Durante le feste le esportazioni di Parmigiano Reggiano prendono il volo. I flussi di export del noto formaggio Dop avevano gia’ segnato un netto raddoppio tra il 2007 e il 2013, ma le previsioni di fine anno del Consorzio di tutela del prodotto sono ancora piu’ ottimiste: 45.000 tonnellate esportate durante tutto il 2013 per un totale di oltre un milione di forme (il 34% di quelle prodotte nel 2011).

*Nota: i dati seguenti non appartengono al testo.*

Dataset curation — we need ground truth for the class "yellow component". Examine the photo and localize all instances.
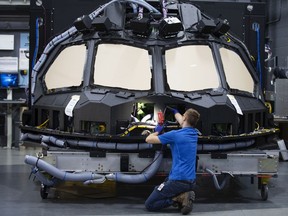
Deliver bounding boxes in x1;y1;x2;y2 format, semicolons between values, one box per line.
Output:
98;125;106;133
36;119;49;128
261;176;270;185
265;102;272;113
255;122;260;130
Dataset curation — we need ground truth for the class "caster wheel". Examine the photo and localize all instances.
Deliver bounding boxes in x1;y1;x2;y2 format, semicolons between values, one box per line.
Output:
40;184;48;199
261;184;268;201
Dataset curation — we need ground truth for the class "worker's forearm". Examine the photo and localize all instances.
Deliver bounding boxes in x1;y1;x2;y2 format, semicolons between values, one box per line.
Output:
145;132;161;144
175;113;183;125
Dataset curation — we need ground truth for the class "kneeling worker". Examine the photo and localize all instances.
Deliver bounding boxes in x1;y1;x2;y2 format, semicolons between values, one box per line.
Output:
145;108;200;215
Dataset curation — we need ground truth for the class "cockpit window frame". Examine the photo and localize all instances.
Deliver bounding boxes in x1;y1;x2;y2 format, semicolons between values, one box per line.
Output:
90;41;153;92
163;43;222;92
40;42;88;94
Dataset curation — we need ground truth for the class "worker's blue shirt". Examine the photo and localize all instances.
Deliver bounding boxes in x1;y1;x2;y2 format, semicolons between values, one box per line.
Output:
159;127;198;180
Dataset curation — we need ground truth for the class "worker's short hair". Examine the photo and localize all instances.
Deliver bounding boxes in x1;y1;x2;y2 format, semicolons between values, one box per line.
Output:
184;108;200;127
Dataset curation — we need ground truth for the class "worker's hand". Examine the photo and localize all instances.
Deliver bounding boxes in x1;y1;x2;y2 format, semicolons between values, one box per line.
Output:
154;124;164;134
167;106;179;115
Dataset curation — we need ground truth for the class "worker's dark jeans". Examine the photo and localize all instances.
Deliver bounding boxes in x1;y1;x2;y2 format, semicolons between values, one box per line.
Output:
145;180;195;211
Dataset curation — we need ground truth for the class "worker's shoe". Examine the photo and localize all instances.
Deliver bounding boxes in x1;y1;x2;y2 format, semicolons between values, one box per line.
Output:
172;191;195;215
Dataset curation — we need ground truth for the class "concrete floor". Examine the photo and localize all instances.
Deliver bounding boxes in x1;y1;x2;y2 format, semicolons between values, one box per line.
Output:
0;148;288;216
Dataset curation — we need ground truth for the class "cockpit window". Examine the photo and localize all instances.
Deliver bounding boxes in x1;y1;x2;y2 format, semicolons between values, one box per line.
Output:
220;48;254;93
94;44;151;90
165;45;220;91
45;44;86;90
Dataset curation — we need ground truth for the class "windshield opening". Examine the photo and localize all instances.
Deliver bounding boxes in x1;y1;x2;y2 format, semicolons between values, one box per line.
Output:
165;45;220;91
94;44;151;90
44;44;86;90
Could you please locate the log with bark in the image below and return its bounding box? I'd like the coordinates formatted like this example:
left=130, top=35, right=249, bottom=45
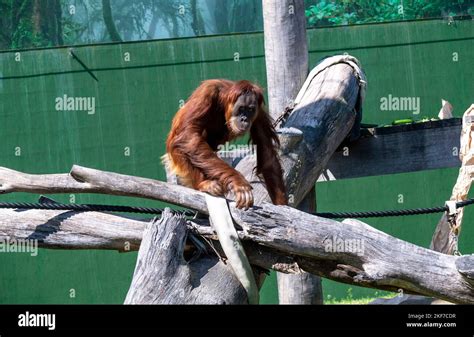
left=0, top=166, right=474, bottom=303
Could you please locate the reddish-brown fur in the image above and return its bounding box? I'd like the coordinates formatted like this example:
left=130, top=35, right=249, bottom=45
left=166, top=80, right=287, bottom=207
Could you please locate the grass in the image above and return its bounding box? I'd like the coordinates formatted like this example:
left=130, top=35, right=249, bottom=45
left=324, top=288, right=396, bottom=305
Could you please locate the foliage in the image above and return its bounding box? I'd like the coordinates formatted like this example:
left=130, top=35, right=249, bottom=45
left=305, top=0, right=474, bottom=27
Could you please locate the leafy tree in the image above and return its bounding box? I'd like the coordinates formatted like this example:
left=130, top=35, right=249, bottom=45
left=306, top=0, right=474, bottom=27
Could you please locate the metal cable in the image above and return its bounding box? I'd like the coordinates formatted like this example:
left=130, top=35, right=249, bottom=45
left=311, top=199, right=474, bottom=219
left=0, top=202, right=196, bottom=216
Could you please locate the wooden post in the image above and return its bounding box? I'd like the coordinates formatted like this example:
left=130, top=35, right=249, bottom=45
left=263, top=0, right=322, bottom=304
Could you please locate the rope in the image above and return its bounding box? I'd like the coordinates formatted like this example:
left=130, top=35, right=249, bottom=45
left=0, top=202, right=196, bottom=216
left=311, top=199, right=474, bottom=219
left=0, top=198, right=474, bottom=219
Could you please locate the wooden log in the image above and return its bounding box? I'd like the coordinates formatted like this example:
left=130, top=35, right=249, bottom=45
left=0, top=168, right=474, bottom=303
left=125, top=209, right=247, bottom=304
left=262, top=0, right=308, bottom=119
left=262, top=0, right=322, bottom=304
left=318, top=118, right=461, bottom=181
left=236, top=63, right=360, bottom=206
left=0, top=165, right=207, bottom=214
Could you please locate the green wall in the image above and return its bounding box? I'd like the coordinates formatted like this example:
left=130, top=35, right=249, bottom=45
left=0, top=20, right=474, bottom=303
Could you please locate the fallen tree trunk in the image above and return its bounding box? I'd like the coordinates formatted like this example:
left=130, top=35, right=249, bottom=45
left=0, top=166, right=474, bottom=303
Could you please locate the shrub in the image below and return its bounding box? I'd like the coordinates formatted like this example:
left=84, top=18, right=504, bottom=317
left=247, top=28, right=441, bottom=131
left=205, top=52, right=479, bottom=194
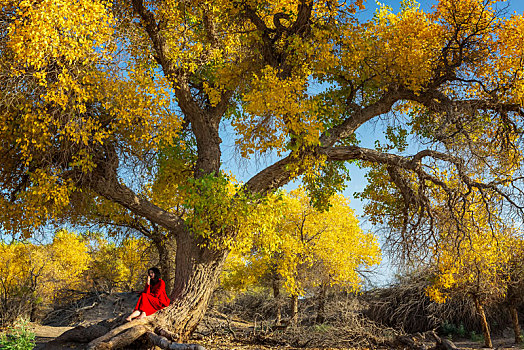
left=0, top=319, right=35, bottom=350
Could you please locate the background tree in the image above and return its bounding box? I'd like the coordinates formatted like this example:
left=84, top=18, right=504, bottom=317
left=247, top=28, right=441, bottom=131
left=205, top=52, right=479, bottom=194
left=0, top=0, right=524, bottom=347
left=223, top=188, right=381, bottom=322
left=427, top=208, right=516, bottom=347
left=0, top=230, right=91, bottom=325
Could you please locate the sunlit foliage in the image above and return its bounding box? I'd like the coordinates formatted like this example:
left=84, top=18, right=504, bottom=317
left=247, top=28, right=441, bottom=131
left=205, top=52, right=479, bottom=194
left=224, top=188, right=381, bottom=295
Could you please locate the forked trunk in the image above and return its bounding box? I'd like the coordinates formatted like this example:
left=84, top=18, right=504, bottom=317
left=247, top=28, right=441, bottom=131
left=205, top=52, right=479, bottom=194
left=153, top=235, right=176, bottom=295
left=157, top=234, right=228, bottom=340
left=55, top=232, right=228, bottom=350
left=474, top=297, right=493, bottom=348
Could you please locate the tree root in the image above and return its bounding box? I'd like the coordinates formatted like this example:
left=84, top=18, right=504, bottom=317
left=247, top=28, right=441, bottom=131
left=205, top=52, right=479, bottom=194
left=46, top=317, right=209, bottom=350
left=147, top=332, right=206, bottom=350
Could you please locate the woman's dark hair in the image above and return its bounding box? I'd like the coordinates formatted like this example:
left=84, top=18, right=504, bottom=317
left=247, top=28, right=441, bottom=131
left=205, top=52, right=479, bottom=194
left=147, top=267, right=162, bottom=284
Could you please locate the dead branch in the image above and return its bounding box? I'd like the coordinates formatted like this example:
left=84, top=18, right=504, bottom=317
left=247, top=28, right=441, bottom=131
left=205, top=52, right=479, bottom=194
left=147, top=332, right=206, bottom=350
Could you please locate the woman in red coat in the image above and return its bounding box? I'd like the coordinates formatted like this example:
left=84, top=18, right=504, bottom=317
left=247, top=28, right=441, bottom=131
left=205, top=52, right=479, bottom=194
left=126, top=267, right=171, bottom=321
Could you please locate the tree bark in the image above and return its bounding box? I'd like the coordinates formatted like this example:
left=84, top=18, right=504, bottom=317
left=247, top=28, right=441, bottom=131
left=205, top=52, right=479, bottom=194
left=153, top=234, right=176, bottom=295
left=157, top=232, right=228, bottom=341
left=316, top=283, right=328, bottom=323
left=508, top=305, right=522, bottom=344
left=271, top=272, right=282, bottom=326
left=474, top=297, right=493, bottom=348
left=289, top=295, right=298, bottom=326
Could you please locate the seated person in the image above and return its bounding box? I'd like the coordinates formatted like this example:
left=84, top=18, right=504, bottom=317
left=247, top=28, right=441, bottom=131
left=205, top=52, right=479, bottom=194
left=126, top=267, right=171, bottom=321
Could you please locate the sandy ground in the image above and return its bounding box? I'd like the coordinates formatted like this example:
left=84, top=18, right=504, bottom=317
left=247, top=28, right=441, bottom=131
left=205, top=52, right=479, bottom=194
left=25, top=293, right=524, bottom=350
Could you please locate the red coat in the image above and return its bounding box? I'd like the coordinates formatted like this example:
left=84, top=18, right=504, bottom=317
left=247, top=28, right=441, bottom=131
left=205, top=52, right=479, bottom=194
left=135, top=279, right=171, bottom=316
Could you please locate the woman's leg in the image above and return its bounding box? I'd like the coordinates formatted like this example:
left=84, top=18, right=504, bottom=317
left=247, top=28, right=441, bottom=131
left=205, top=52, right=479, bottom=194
left=126, top=310, right=141, bottom=322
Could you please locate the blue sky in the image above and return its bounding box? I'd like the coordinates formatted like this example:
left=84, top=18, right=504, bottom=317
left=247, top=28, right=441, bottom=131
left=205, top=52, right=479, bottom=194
left=221, top=0, right=524, bottom=284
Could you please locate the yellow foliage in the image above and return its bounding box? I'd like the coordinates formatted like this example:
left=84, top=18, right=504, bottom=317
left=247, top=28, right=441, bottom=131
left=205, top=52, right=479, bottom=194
left=223, top=188, right=381, bottom=295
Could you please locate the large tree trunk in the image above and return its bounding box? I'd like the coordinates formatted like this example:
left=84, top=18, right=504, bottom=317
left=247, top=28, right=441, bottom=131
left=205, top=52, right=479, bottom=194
left=159, top=233, right=228, bottom=340
left=474, top=297, right=493, bottom=348
left=153, top=235, right=176, bottom=295
left=57, top=228, right=228, bottom=350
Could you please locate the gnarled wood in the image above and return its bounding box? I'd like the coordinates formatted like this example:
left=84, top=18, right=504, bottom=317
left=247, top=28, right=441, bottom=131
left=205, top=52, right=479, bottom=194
left=88, top=324, right=151, bottom=350
left=147, top=332, right=206, bottom=350
left=87, top=318, right=152, bottom=350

"Un andamento che si accompagna a una buona tenuta dei consumi interni e alla diminuzione del 7,4% delle scorte alla fine dell’ottobre scorso rispetto allo stesso mese del 2012", spiega il presidente del Consorzio Giuseppe Alai e aggiunge che "i mercati internazionali restano l’obiettivo anche per il 2014, con investimenti che sfiorano i sei milioni di euro".

Sui "paesi europei – prosegue Alai – punteremo a un ulteriore consolidamento di quei flussi che continuano a crescere a buoni ritmi, ma contemporaneamente metteremo in atto nuove azioni sui paesi emergenti". Cioe’, precisa il presidente del Consorzio del Parmigiano Reggiano, "su quelle nuove economie che appaiono in crescita e su quelle abitudini di consumo che si stanno decisamente orientando verso prodotti naturali e di grande tradizione". E "proprio su questo versante – aggiunge – e’ particolarmente rilevante l’aver ottenuto, in questi mesi, la registrazione del marchio in Russia e in Cina, aprendo cosi’ la possibilita’ di sostenere con maggiore efficacia le azioni commerciali degli esportatori". Inoltre, "il Consorzio interverra’ con quattro milioni di investimento a supporto dei progetti delle aziende esportatrici legati a modalita’ innovative che consentano di affermare la conoscenza e distintivita’ del prodotto", conclude Alai.